FY-17 defense spending bill passes in House

By John Liang / March 8, 2017 at 5:43 PM

The full House today approved the fiscal year 2017 defense appropriations bill by a 371-48 vote.

"The bill closely reflects the Defense Appropriations bill the House passed last summer, and is consistent with the final National Defense Authorization Act for fiscal year 2017," according to a House Appropriations Committee statement. "The legislation funds critical national security needs, including military operations and readiness programs, as well as health and quality-of-life programs for our troops and military families."

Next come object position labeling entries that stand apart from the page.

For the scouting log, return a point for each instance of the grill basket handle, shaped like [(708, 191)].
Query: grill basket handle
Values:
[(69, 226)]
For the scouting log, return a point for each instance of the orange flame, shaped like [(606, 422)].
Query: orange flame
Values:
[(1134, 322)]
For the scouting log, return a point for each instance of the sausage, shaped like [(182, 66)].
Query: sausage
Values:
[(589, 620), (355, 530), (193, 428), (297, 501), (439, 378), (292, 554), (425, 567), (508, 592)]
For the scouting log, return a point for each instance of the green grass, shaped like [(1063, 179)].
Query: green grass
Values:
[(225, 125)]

House lawmakers approved $577.9 billion in defense spending, an increase of $5.2 billion over the FY-16 enacted level and $1.6 billion more than the Obama administration's request. This includes $516.1 billion in base discretionary funding -- a $2 billion increase above current levels -- and $61.8 billion in Overseas Contingency Operations funding, a $3.2 billion increase over current levels, according to the committee.

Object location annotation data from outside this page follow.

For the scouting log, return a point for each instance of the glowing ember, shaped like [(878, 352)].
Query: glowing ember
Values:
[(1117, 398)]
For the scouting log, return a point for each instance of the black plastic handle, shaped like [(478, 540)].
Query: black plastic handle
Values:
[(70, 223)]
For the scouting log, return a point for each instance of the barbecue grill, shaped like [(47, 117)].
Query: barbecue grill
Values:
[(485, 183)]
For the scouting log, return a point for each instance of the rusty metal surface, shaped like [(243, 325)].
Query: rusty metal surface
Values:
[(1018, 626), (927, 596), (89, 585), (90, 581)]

When combined with the $5.8 billion in supplemental funding enacted in last December's continuing resolution, total defense spending allocated for FY-17 is $583.7 billion, an increase of $10.9 billion over FY-16. The bill also fully funds a 2.1 percent pay raise for military personnel.

"Our nation faces dangerous, unpredictable threats across the world -- as well as a readiness crisis within our military at a time we can ill-afford it. We must rebuild our military to address this crisis and to tackle these threats -- and that starts with this bill," Appropriations Committee Chairman Rodney Frelinghuysen (R-NJ) said in the statement.

The bill now heads to the Senate for passage.